Prior to the Cerbera, TVR had purchased V8 engines from Rover and then tuned them for their own use. When Rover was purchased by BMW, Peter Wheeler did not want to risk problems should the Germans decide to stop manufacturing the engine. In response, he engaged the services of race engineer Al Melling to design a V8 engine that TVR could manufacture in-house and even potentially offer for sale to other car-makers. In an interview for the television programme Top Gear, Wheeler explained “Basically, we designed the engine as a race engine. It was my idea at the time that if we wanted to expand, we ought to make something that we could sell to other people. We’ve ended up with a 75-degree V8 with a flat-plane crank. The bottom-half of the engine to the heads is exactly as you would see in current Formula One engines.”
Wheeler was quoted at the time of the car’s launch as saying that the combination of light weight and high power was too much for a road car, a quote which ensured much free publicity in the press. Enthusiasts still argue about whether this was a typical example of Wheeler’s legendary frankness, or an equally typical example of his PR chief Ben Samuelson’s knack for saving on advertising costs by creating a story.
The result was dubbed the “Speed Eight” (official designation ‘AJP8’) after Al Melling, John Ravenscroft and Peter Wheeler, a 4.2 L V8 producing 360 horsepower (268 kW). A larger version of the engine was later offered that displaced 4.5 litres and output rose to 420 horsepower (310 kW). The smaller engine allowed the Cerbera to still achieve up to 185 mph (297 km/h).
The AJP8 has one of the highest specific outputs of any naturally aspirated V8 in the automotive world at 83.3 hp/litre for the 4.2 and 93.3 hp/litre for the 4.5. Later models of the 4.5 litre engine were given the option of being to the ‘Red Rose’ specification, which increased its output to 440 bhp (97.7 hp/litre) when fuelled with super-unleaded (high octane) and the driver pushed the unmarked button on the dashboard which altered the engine mapping to suit.

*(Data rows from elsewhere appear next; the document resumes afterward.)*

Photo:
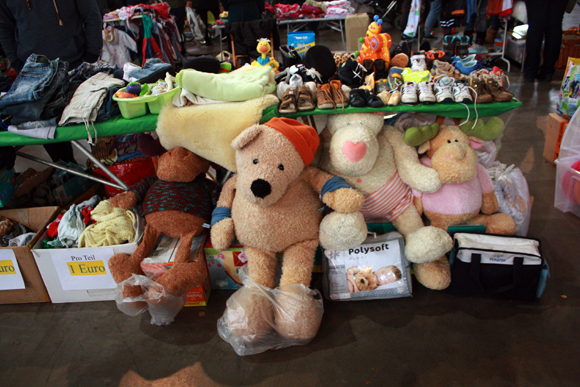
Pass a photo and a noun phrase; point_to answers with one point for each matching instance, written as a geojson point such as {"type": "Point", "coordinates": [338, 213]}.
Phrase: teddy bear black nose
{"type": "Point", "coordinates": [261, 188]}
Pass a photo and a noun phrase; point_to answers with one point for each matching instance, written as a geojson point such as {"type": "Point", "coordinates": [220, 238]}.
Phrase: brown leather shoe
{"type": "Point", "coordinates": [478, 85]}
{"type": "Point", "coordinates": [497, 91]}
{"type": "Point", "coordinates": [324, 97]}
{"type": "Point", "coordinates": [337, 95]}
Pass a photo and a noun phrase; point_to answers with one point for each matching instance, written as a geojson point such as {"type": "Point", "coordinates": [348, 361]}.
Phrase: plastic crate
{"type": "Point", "coordinates": [567, 197]}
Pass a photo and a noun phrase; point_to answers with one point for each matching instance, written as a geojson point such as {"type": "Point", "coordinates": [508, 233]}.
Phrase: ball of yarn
{"type": "Point", "coordinates": [571, 184]}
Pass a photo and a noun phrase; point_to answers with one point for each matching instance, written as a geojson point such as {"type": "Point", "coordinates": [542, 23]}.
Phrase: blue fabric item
{"type": "Point", "coordinates": [31, 83]}
{"type": "Point", "coordinates": [333, 184]}
{"type": "Point", "coordinates": [220, 213]}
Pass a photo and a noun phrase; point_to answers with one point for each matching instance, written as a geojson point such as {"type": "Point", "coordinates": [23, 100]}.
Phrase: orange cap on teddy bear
{"type": "Point", "coordinates": [303, 137]}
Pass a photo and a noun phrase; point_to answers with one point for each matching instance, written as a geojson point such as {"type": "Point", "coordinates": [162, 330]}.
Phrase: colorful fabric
{"type": "Point", "coordinates": [197, 198]}
{"type": "Point", "coordinates": [389, 201]}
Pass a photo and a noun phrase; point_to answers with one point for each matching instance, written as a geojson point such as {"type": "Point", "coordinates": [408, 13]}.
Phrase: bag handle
{"type": "Point", "coordinates": [475, 272]}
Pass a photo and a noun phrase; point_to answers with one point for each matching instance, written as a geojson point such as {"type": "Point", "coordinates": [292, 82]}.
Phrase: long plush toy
{"type": "Point", "coordinates": [272, 205]}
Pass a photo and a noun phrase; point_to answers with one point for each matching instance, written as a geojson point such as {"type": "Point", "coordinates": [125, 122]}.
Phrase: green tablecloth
{"type": "Point", "coordinates": [148, 123]}
{"type": "Point", "coordinates": [453, 110]}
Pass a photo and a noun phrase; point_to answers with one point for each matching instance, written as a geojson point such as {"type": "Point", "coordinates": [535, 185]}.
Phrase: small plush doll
{"type": "Point", "coordinates": [176, 203]}
{"type": "Point", "coordinates": [467, 193]}
{"type": "Point", "coordinates": [273, 206]}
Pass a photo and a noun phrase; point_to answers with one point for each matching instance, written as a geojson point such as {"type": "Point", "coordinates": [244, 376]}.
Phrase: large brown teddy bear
{"type": "Point", "coordinates": [467, 193]}
{"type": "Point", "coordinates": [374, 159]}
{"type": "Point", "coordinates": [272, 206]}
{"type": "Point", "coordinates": [176, 203]}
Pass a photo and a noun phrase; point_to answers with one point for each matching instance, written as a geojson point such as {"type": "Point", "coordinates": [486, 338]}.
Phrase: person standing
{"type": "Point", "coordinates": [545, 22]}
{"type": "Point", "coordinates": [65, 29]}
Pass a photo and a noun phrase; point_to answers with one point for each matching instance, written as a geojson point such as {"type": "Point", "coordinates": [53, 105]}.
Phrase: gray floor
{"type": "Point", "coordinates": [431, 339]}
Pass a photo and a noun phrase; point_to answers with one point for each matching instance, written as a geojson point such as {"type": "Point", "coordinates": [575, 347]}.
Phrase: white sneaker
{"type": "Point", "coordinates": [443, 89]}
{"type": "Point", "coordinates": [409, 93]}
{"type": "Point", "coordinates": [426, 92]}
{"type": "Point", "coordinates": [418, 63]}
{"type": "Point", "coordinates": [461, 93]}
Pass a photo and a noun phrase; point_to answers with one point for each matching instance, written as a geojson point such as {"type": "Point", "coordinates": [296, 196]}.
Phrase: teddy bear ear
{"type": "Point", "coordinates": [246, 137]}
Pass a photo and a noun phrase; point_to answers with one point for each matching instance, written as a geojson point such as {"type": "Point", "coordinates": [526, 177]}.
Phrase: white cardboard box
{"type": "Point", "coordinates": [74, 275]}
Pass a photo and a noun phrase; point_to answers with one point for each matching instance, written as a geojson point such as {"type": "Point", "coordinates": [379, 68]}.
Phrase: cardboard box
{"type": "Point", "coordinates": [554, 133]}
{"type": "Point", "coordinates": [36, 219]}
{"type": "Point", "coordinates": [161, 260]}
{"type": "Point", "coordinates": [80, 275]}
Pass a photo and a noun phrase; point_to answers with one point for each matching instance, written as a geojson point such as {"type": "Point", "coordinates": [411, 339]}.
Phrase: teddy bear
{"type": "Point", "coordinates": [467, 193]}
{"type": "Point", "coordinates": [176, 203]}
{"type": "Point", "coordinates": [272, 206]}
{"type": "Point", "coordinates": [374, 159]}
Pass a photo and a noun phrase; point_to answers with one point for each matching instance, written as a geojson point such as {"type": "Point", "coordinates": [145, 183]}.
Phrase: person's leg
{"type": "Point", "coordinates": [432, 17]}
{"type": "Point", "coordinates": [60, 151]}
{"type": "Point", "coordinates": [537, 11]}
{"type": "Point", "coordinates": [553, 38]}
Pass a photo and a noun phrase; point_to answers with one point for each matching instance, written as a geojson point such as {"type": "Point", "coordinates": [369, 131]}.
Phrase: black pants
{"type": "Point", "coordinates": [545, 21]}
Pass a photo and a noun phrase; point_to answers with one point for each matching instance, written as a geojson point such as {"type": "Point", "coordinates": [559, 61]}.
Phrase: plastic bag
{"type": "Point", "coordinates": [162, 306]}
{"type": "Point", "coordinates": [511, 189]}
{"type": "Point", "coordinates": [257, 318]}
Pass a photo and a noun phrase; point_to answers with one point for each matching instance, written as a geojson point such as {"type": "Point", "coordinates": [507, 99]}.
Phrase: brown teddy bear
{"type": "Point", "coordinates": [272, 205]}
{"type": "Point", "coordinates": [176, 203]}
{"type": "Point", "coordinates": [467, 193]}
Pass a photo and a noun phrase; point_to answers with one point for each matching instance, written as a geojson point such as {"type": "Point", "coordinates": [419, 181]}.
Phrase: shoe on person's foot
{"type": "Point", "coordinates": [426, 94]}
{"type": "Point", "coordinates": [409, 93]}
{"type": "Point", "coordinates": [442, 87]}
{"type": "Point", "coordinates": [461, 93]}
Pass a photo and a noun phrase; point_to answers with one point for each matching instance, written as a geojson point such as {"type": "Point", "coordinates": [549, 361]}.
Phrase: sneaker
{"type": "Point", "coordinates": [409, 93]}
{"type": "Point", "coordinates": [443, 89]}
{"type": "Point", "coordinates": [324, 97]}
{"type": "Point", "coordinates": [418, 63]}
{"type": "Point", "coordinates": [498, 93]}
{"type": "Point", "coordinates": [479, 90]}
{"type": "Point", "coordinates": [461, 93]}
{"type": "Point", "coordinates": [426, 94]}
{"type": "Point", "coordinates": [416, 76]}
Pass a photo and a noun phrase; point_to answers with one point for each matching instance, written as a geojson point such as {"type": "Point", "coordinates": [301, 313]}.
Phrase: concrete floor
{"type": "Point", "coordinates": [431, 339]}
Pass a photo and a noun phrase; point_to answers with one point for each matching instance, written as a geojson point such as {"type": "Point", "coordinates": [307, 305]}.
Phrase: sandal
{"type": "Point", "coordinates": [305, 100]}
{"type": "Point", "coordinates": [288, 104]}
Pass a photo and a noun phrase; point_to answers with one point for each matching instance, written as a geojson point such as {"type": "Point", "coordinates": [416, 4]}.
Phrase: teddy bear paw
{"type": "Point", "coordinates": [342, 231]}
{"type": "Point", "coordinates": [299, 313]}
{"type": "Point", "coordinates": [435, 275]}
{"type": "Point", "coordinates": [427, 244]}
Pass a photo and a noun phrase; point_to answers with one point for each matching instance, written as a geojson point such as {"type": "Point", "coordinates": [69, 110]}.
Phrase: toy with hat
{"type": "Point", "coordinates": [272, 206]}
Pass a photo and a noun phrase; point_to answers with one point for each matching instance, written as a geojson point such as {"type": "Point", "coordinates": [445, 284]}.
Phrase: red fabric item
{"type": "Point", "coordinates": [52, 230]}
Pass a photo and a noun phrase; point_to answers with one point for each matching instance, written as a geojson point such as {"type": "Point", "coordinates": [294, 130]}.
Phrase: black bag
{"type": "Point", "coordinates": [497, 266]}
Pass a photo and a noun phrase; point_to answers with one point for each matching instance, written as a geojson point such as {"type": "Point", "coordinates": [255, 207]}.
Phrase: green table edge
{"type": "Point", "coordinates": [446, 110]}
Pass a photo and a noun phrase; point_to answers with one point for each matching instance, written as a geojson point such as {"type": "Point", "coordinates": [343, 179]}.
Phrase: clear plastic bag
{"type": "Point", "coordinates": [513, 195]}
{"type": "Point", "coordinates": [162, 306]}
{"type": "Point", "coordinates": [257, 318]}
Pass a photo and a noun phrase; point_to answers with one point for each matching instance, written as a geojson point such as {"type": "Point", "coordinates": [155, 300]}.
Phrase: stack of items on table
{"type": "Point", "coordinates": [92, 223]}
{"type": "Point", "coordinates": [141, 32]}
{"type": "Point", "coordinates": [311, 9]}
{"type": "Point", "coordinates": [378, 78]}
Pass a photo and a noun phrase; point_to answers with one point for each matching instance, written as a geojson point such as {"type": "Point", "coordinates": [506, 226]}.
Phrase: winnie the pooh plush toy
{"type": "Point", "coordinates": [176, 203]}
{"type": "Point", "coordinates": [467, 193]}
{"type": "Point", "coordinates": [272, 206]}
{"type": "Point", "coordinates": [374, 159]}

In some cases, real-world outputs for production V8s (4.5 in particular) were down from TVRs quoted output. Some of these have seen some form of modification (ECU, induction, exhaust etc.) to bring the power back up to the factory quoted output.
One of the attractions of the V8 Cerberas for many owners was the loud backfire produced on overrun, particularly at low speeds. In fact this was the result of an argument at the factory between one of TVR’s executives and the engineers mapping the engine. The engineers wanted to map out this “irregularity” to improve fuel efficiency and CO2 emissions, whilst the executive insisted it was exactly the kind of thing owners would like. In the end a compromise was reached in which the popping and banging remained on the 4.5 L cars.
The engine is also unusually compact for a V8. According to TVR, the total weight of the finished engine is 121 kilograms (267 lb).
With the success of the Speed Eight program, Wheeler also undertook the design of a “Speed Six” engine to complement it. This engine also made its debut in the Cerbera. Unlike the Speed Eight, the new engine is 4.0 litre inline slant six (I6) design. It also differs from the V8 in having four valves per cylinder to the Speed Eight’s two.